I also kept running into spots where I needed a clearer idea of the world and how it differs from our own, or things that I had to research.
I spent a lot of my time on this book doing things other than typing words; things that made keeping up with the word count more stressful than I expected. I expect once I have the worldbuilding completed, I’ll have to do a pass through the story just to check that kind of detail, and to add things, though some things I added when going back to check information I’d written early in the book.
I learned some things about how to manage my time for writing; and I learned that the time I’ve been spending on writing since last year's NaNoWriMo has made a difference in both my ability to do this kind of sustained sprint and to do other writing while working on a novel. Last year I worked on no other stories while I was writing the first draft of Mirri's Walkabout. This year, I didn’t stop other writing during November, though it slowed down.

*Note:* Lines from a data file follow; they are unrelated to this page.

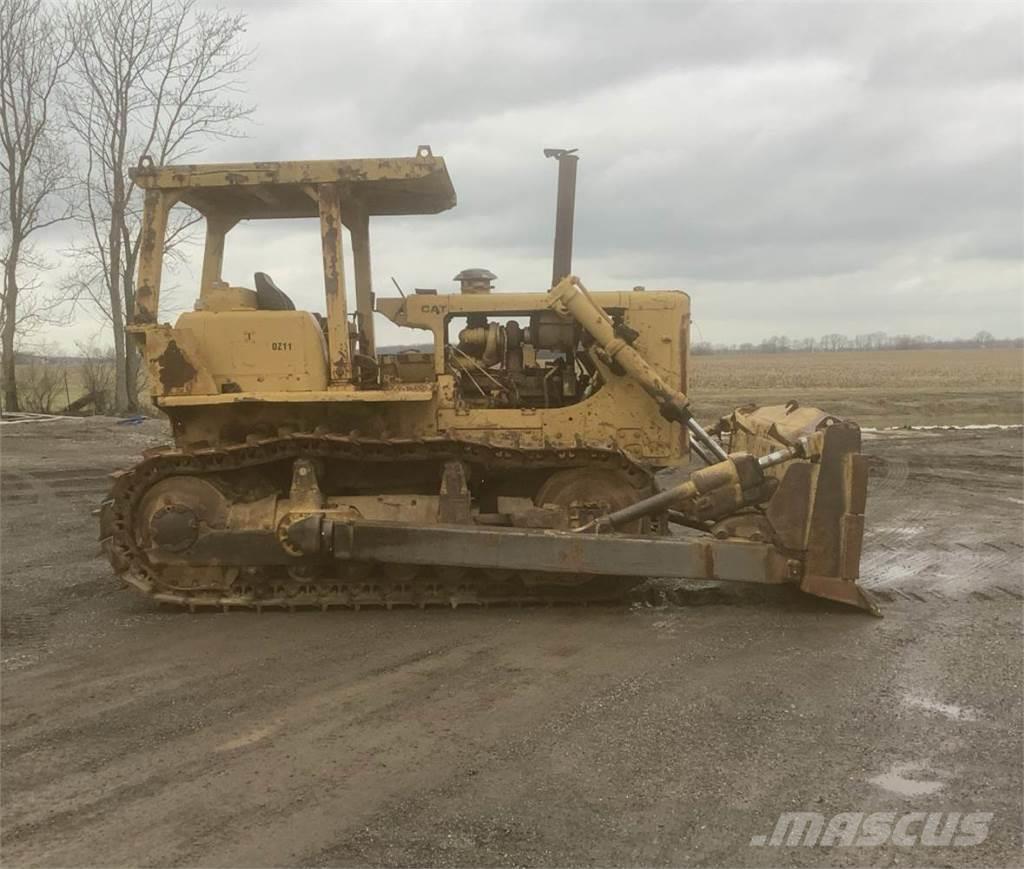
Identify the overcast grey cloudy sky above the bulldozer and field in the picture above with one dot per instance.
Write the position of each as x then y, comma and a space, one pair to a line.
798, 168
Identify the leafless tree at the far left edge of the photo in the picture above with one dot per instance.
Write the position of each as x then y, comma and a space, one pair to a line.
36, 181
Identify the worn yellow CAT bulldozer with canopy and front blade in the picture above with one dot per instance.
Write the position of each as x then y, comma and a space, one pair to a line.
510, 458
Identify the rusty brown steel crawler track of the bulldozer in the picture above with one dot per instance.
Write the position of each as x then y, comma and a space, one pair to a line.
354, 585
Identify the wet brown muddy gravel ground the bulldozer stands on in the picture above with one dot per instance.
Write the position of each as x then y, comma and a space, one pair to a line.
643, 735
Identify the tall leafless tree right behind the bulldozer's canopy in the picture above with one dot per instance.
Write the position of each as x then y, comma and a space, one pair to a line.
155, 78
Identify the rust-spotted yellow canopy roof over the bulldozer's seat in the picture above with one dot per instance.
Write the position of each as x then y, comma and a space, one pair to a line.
252, 191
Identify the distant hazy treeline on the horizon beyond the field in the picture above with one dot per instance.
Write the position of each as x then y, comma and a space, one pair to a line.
871, 341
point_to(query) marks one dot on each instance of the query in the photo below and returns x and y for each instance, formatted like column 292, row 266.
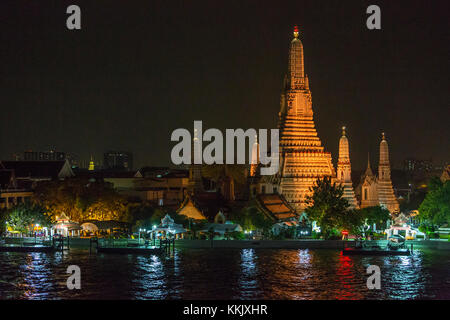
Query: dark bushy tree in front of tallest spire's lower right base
column 327, row 207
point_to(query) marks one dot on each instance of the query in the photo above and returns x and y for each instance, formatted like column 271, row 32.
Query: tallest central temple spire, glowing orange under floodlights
column 302, row 157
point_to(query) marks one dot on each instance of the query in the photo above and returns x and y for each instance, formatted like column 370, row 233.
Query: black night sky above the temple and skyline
column 140, row 69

I learned that for me, making a commitment to other people, even to something that's basically a social fiction (NaNoWriMo isn’t exactly a contest, and I didn’t “win” anything but words on the virtual page), that having companions of some sort, even distant ones, makes a very real difference to me. This was no surprise to me; there’s other things (exercise, music practice) that I’m far more likely to do if I’m doing them with someone.

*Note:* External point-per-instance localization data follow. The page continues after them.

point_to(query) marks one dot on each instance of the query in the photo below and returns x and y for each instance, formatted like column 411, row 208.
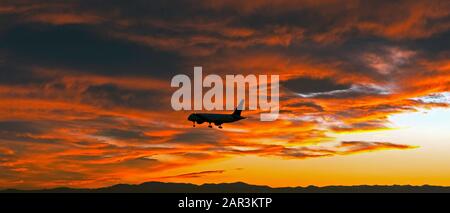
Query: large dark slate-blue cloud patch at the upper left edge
column 78, row 47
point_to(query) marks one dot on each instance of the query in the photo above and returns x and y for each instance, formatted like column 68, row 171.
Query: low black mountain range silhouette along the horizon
column 238, row 187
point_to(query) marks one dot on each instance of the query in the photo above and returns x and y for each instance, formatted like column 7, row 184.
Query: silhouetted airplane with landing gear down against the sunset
column 217, row 119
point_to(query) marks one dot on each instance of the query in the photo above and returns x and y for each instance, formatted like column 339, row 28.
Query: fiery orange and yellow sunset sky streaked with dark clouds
column 85, row 92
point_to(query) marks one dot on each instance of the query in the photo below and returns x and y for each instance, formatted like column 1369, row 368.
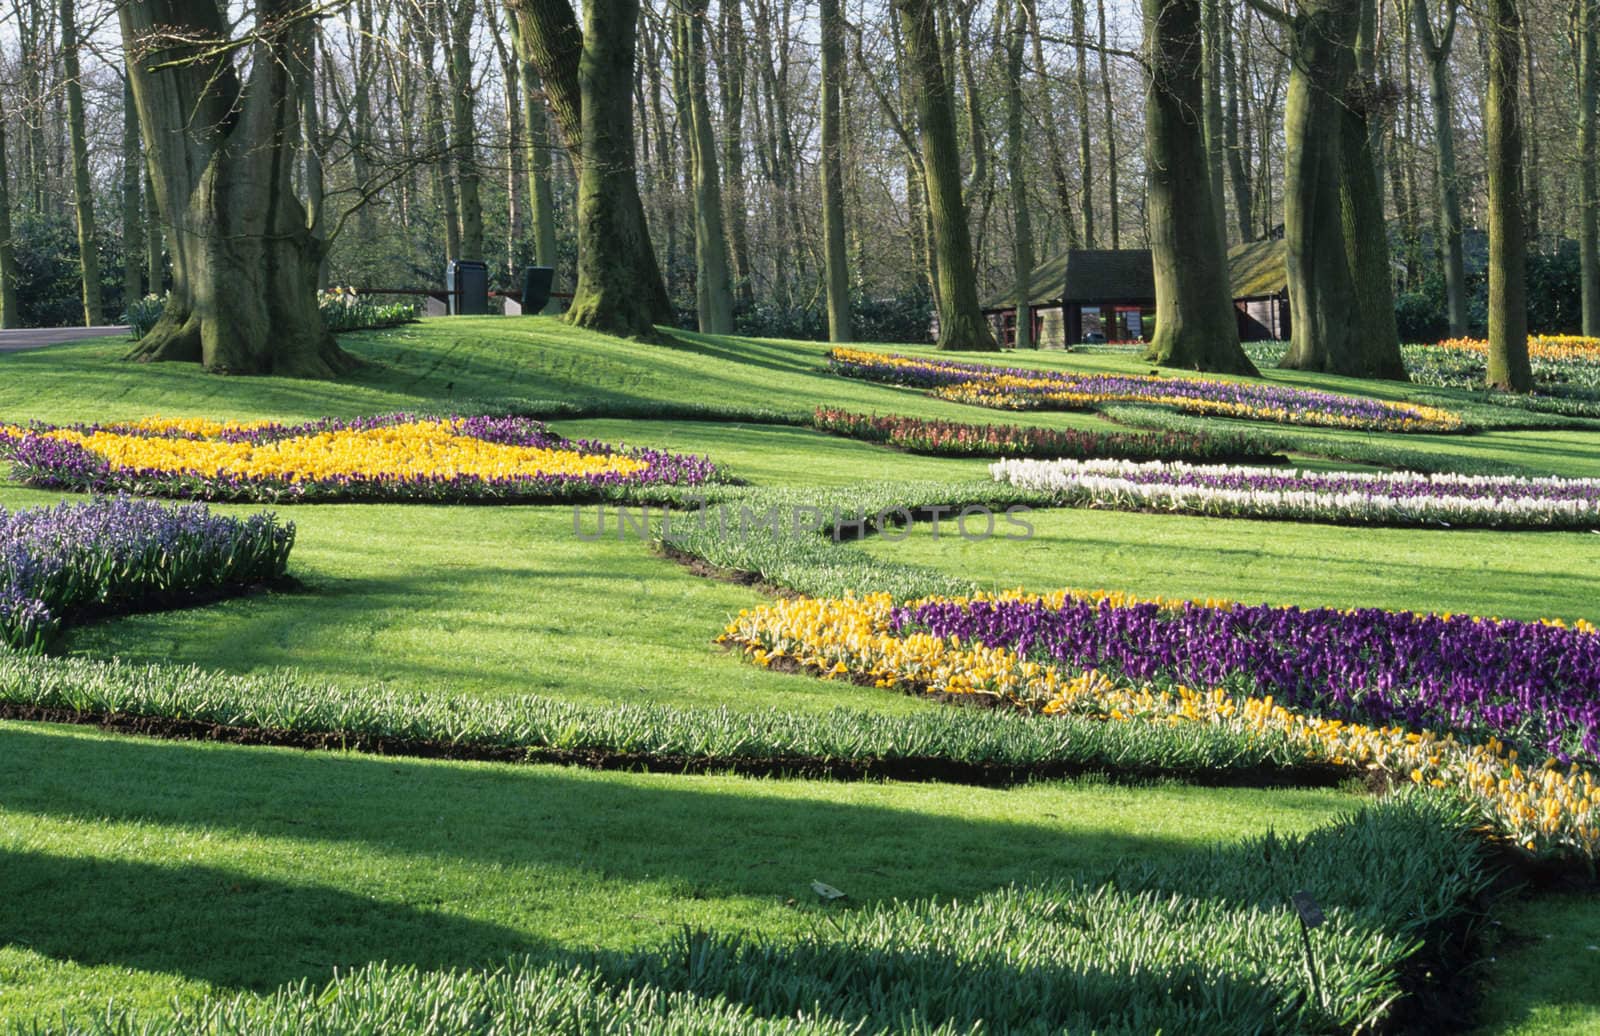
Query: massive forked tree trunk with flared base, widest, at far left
column 222, row 153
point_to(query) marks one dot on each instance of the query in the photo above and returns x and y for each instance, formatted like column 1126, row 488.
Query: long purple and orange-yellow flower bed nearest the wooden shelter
column 1030, row 389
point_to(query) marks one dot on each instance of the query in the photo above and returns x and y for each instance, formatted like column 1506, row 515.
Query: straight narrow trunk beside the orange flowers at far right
column 1508, row 364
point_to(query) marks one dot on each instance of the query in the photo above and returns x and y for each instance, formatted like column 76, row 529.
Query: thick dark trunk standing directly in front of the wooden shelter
column 1194, row 316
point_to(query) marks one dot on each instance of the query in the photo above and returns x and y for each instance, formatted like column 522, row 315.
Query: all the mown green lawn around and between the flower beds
column 143, row 871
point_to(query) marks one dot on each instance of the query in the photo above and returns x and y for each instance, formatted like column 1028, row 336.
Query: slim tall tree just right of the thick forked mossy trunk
column 713, row 276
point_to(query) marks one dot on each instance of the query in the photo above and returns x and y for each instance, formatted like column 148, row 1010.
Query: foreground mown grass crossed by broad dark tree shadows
column 140, row 871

By the way, the comments I get on my fiction also work this way, helping to keep me inspired to write. So if you want to see more from me, take a moment to comment. Even a smiley-face with no words reminds me that I’m not alone, that my efforts make at least a tiny difference to someone besides myself.
This project, more than any other, highlighted how important the writing time that’s spent on other stuff is. Research, from factual data—when were different things invented, or what an angry skunk sounds like, or how a manually-powered dumb waiter works—to more speculative things. If there’s no oil, how do people heat their houses? If people need to move to energy-efficient homes a century or more ago, what technologies were available or easily discoverable? Characterization—what type of character traits would both be compatible with the characters I can already have and different enough to provide some contrast? Stuff that’s hard to research, that you need to talk with people—how much smoke does something like a molotov cocktail or similar device make? How about using alcohol to burn an old wood door? How much air does either one of those things use up? Pacing. Holistic stuff--if the antagonist’s motive is such and so, how would that show up early in the story, before he or she takes more direct action?
And it taught me how important down time is to writing, time not spent typing words and also time not spent actively thinking about writing.
And that’s the scary part of this subject, to me. If it were only a matter of planting my rear end in the chair and typing fast, I could do 25,000 words in an 8 hour day (figured at 60 words a minute; I’ve tested at over 80.) But it’s not. It’s all this other stuff, and especially the thinking, the dreaming, and the refilling of the creative well.
There’s lots of things I understand about writing, but this one is a mystery:
How do you time-manage thinking and dreaming?